El cargo más grave que se le imputa a Fritzl es el de asesinato. La acusación argumenta que en 1996, el acusado habría dejado morir a un recién nacido fruto de la relación incestuosa con su hija.
Viena, Austria.- Josef Fritzl, acusado de encerrar en un sótano y violar sistemáticamente a su hija Elisabeth durante 24 años, se enfrenta a partir próximo lunes, 16 de marzo, a un juicio en la ciudad de Sankt Pölten que puede costarle una pena de cadena perpetua.

El cargo más grave que se le imputa a Fritzl es el de asesinato.
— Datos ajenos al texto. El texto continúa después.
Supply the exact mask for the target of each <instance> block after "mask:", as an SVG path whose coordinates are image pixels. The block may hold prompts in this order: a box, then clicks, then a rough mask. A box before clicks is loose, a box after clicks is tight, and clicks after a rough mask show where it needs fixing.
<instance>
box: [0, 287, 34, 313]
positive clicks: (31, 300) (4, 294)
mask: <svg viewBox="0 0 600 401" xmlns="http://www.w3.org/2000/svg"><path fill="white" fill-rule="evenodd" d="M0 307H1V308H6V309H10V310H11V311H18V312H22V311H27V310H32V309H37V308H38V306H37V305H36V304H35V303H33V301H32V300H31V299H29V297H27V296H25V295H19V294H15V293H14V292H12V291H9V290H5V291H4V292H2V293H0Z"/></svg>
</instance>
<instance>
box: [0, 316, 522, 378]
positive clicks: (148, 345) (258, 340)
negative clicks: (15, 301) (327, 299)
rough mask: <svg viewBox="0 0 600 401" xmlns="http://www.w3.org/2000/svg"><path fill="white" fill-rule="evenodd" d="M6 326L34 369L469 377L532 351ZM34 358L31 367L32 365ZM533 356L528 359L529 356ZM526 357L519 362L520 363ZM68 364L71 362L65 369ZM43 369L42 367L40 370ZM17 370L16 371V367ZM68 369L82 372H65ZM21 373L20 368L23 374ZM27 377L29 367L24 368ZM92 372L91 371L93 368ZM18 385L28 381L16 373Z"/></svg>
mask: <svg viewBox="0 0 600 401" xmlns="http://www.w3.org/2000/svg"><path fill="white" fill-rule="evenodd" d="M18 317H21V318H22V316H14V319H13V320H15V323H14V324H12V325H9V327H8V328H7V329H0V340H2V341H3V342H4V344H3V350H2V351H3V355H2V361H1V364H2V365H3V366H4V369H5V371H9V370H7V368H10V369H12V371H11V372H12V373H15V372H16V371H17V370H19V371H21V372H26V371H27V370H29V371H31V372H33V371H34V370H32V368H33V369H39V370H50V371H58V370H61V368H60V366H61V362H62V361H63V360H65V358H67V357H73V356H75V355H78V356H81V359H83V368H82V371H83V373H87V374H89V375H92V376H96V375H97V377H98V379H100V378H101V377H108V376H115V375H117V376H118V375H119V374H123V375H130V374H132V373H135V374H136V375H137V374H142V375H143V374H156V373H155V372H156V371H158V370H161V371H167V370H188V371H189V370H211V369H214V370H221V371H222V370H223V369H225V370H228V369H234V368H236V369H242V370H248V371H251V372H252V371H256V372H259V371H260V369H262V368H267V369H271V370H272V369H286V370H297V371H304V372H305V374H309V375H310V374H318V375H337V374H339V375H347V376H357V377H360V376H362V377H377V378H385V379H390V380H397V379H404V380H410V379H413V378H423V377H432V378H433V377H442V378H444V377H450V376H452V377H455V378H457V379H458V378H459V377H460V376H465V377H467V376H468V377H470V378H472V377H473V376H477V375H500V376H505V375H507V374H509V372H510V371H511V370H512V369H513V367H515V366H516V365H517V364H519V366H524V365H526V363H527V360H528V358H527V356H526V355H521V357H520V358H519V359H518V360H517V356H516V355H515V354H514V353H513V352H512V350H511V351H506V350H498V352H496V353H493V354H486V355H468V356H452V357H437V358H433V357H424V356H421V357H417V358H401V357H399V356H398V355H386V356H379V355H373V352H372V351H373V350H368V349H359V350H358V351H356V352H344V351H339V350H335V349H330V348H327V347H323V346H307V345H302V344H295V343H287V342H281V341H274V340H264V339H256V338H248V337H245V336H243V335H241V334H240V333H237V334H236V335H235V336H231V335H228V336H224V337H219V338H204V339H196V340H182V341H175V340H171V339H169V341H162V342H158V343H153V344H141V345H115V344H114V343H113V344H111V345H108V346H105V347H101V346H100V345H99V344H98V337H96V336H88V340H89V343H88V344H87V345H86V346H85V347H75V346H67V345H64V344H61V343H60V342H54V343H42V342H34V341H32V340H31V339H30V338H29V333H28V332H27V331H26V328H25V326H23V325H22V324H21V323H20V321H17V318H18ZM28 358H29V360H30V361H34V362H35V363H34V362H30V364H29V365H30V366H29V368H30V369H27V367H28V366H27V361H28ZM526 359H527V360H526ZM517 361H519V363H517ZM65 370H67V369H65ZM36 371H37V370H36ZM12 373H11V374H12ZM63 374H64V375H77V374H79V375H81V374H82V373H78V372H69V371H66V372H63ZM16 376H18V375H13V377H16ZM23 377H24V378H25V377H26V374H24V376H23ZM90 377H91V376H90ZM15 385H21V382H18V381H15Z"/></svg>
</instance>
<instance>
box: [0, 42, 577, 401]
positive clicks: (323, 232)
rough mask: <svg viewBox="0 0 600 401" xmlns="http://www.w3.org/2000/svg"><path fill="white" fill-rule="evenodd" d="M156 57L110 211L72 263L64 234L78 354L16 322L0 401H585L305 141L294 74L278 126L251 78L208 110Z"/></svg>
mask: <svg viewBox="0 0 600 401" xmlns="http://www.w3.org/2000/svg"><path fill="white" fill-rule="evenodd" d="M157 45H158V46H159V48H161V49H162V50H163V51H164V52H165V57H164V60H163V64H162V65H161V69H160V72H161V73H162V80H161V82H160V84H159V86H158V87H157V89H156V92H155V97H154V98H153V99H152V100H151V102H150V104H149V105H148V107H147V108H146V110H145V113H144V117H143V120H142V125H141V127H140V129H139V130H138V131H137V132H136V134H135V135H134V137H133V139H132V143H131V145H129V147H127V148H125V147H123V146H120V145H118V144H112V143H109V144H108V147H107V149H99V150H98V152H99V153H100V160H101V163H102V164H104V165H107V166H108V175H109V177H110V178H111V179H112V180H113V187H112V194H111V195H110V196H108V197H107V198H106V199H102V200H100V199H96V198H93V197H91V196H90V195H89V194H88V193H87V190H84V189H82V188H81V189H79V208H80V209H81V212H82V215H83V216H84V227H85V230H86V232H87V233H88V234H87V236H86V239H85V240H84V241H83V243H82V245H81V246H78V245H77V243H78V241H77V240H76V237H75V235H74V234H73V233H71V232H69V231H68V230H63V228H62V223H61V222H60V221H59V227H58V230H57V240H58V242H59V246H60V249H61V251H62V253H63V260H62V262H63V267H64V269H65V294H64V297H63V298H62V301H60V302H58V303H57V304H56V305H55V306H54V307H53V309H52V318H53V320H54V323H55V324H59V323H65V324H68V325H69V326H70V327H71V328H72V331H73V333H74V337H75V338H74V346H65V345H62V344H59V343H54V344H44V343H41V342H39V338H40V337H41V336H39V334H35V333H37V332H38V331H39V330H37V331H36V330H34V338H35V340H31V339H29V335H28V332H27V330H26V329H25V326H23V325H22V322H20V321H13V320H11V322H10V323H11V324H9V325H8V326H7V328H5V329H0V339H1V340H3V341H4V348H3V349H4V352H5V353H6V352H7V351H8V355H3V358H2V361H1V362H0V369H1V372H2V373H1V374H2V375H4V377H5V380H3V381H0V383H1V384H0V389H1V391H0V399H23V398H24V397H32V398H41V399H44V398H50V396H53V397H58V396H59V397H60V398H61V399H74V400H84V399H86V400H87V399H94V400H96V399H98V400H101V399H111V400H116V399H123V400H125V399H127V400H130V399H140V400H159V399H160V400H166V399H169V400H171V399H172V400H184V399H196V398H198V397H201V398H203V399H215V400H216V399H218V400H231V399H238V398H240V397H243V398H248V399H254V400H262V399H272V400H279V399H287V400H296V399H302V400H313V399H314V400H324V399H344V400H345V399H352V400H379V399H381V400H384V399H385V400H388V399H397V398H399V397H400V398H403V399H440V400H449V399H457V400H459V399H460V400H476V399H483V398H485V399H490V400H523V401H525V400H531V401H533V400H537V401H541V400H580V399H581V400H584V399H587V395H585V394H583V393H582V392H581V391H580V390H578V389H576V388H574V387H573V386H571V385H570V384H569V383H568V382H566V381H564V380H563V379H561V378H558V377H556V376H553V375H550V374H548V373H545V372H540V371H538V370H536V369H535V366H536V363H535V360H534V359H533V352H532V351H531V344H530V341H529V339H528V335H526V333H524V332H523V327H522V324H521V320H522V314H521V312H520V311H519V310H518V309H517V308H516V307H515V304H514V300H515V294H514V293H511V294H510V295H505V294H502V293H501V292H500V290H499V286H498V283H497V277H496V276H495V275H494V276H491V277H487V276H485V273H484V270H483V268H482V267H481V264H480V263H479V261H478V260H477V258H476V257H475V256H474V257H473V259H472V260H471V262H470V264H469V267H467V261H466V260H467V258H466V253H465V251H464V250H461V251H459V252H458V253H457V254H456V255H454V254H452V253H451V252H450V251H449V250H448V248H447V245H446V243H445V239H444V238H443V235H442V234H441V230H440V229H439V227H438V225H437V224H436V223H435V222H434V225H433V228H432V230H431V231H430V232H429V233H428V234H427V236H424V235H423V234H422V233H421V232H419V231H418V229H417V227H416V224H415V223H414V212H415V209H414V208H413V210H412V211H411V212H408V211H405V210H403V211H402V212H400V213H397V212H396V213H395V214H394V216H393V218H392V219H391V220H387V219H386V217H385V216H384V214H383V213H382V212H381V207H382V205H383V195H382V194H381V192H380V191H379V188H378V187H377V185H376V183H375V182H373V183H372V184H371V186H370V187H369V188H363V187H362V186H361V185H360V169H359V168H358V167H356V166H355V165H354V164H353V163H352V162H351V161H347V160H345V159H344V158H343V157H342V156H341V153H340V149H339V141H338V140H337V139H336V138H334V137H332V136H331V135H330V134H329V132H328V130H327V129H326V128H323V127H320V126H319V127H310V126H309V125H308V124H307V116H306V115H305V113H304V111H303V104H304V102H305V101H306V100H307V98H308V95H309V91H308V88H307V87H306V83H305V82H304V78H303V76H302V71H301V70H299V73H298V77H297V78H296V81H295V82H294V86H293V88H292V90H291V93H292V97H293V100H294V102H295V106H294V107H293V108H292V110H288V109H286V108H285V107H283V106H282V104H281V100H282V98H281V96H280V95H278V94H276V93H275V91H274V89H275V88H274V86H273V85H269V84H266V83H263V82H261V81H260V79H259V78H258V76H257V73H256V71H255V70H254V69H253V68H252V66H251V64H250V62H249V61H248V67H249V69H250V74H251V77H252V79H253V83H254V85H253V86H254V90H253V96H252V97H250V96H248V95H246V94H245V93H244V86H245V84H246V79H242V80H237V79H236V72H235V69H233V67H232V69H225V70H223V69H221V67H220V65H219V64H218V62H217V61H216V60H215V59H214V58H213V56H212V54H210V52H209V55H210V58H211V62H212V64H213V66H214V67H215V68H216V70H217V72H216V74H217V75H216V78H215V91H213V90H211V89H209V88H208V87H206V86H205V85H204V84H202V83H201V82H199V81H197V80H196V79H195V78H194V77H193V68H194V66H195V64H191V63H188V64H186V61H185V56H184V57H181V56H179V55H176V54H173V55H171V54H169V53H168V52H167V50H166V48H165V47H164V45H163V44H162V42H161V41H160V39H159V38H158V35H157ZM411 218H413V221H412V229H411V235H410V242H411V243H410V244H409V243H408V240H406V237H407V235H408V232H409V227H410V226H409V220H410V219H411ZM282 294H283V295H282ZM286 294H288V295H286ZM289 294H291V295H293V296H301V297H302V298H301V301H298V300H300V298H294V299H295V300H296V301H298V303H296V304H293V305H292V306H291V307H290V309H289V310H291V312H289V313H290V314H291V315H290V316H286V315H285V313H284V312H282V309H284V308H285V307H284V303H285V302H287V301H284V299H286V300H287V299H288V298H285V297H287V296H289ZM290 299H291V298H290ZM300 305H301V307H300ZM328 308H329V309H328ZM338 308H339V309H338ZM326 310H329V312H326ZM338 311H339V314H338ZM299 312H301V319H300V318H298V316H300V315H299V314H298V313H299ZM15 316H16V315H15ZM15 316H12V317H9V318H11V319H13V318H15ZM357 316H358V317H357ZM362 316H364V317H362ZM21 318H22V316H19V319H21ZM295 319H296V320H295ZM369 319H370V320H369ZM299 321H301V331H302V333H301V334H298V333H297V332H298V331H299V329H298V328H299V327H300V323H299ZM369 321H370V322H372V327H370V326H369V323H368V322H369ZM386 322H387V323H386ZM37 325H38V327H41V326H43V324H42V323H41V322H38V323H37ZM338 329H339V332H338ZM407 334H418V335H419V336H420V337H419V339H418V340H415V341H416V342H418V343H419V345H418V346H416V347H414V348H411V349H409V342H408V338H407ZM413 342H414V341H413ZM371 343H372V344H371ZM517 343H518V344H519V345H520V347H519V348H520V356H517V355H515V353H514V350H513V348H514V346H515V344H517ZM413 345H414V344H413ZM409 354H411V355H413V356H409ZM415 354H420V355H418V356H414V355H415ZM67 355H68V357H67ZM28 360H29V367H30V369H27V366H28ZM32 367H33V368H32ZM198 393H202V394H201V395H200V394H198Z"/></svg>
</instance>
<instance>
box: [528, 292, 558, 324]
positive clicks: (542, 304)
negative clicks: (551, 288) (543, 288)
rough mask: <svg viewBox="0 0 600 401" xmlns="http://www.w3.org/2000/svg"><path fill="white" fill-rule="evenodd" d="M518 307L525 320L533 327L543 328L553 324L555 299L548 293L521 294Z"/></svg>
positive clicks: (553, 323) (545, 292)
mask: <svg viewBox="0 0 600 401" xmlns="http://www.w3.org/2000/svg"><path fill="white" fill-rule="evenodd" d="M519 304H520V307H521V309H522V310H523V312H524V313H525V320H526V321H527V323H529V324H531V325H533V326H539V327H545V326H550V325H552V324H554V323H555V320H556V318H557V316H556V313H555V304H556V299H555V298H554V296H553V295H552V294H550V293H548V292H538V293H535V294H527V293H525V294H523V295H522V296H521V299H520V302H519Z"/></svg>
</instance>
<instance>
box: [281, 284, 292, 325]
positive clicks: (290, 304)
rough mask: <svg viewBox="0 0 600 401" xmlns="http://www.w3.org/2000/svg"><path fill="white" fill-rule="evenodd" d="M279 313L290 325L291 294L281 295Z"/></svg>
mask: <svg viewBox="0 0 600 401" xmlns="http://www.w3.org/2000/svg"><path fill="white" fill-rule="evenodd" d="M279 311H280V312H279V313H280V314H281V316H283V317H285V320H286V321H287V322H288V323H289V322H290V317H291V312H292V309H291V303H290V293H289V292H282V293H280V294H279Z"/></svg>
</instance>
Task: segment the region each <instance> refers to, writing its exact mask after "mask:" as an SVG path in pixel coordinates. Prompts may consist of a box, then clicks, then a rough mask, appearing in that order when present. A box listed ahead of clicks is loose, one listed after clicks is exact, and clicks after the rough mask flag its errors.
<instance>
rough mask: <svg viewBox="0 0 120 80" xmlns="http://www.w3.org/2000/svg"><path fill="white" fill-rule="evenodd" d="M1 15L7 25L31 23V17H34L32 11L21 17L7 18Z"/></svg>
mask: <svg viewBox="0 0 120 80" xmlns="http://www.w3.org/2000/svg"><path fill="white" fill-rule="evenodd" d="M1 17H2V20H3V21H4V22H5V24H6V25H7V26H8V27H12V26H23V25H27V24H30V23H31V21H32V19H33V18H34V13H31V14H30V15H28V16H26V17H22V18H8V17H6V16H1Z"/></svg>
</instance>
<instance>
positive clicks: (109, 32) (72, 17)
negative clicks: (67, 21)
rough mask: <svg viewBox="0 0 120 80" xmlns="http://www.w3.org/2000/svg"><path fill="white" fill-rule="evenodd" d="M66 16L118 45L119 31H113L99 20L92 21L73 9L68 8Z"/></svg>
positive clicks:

La acusación argumenta que en 1996, el acusado habría dejado morir a un recién nacido fruto de la relación incestuosa con su hija.

Según el pliego de acusaciones, Fritzl "pese a ser consciente de la situación de peligro de muerte del bebé, premeditadamente evitó que se prestara la necesaria ayuda de terceros, con el resultado de la muerte del niño".

De ser encontrado culpable, Fritzl podría ser condenado a una pena de entre 10 años de prisión y cadena perpetua.

Esclavitud es otro de las acusaciones formuladas por la Fiscalía, al entender que entre el 29 de agosto de 1984 y el 26 de abril de 2008, Fritzl mantuvo a su hija en un estado parecido al de la esclavitud.

Durante ese periodo, el procesado confinó a su hija en un sótano, en el que la mantuvo en un estado de absoluta dependencia, le exigió sus servicios sexuales y "dispuso de ella como si fuera de su propiedad". Una delito castigado en el Código Penal austríaco con una pena de entre 10 y 20 años de privación de libertad.

Hasta 15 años de cárcel pueden costarle a Fritzl el delito de violación por haber "forzado a Elisabeth regularmente y en incontables ataques a mantener relaciones sexuales".

El encierro que sufrieron tres de los hijos que mantuvo con Elisabeth (a otros tres los llevó a vivir con él) ha sido concretado en una acusación de privación de libertad, penado con entre 1 y 10 años de prisión.

La imputación habla de que el acusado mantuvo a los niños encerrados de forma ilícita en un "angosto y húmedo sótano" de su casa, sin ventanas y sin luz natural ni ventilación directa".

La acusación incluye también un delito de coacción grave, con pena de entre seis meses y cinco años de cárcel, por entender que durante los 24 años de encierro, Elisabeth primero, y los niños también después, sufrieron las amenazas de la existencia de trampas explosivas y del uso de gas en caso de que intentaran la fuga.

La imputación habla también de incesto, recogida en el Código Penal como la cohabitación con una persona, emparentada de primer grado con el acusado. Este delito tiene una pena máxima de un año.

El sistema judicial austríaco no prevé la acumulación de castigos por distintos delitos, sino que la sentencia se formulará en función del delito con la pena mayor, es decir, cadena perpetua por asesinato.

Además de la imposición de una pena, la Fiscalía ha solicitado el internamiento del acusado en un centro psiquiátrico para delincuentes.

La acusación indica que el peritaje psicológico ha determinado que Fritzl estuvo en posesión de su facultades mentales durante el periodo en que cometiólos delitos y puede ser enjuiciado, pese a que sufre una desviación mental.

La aceptación esta petición implicaría que, incluso después de cumplir la condena impuesta, Fritzl sería internado por tiempo indefinido en una institución mental.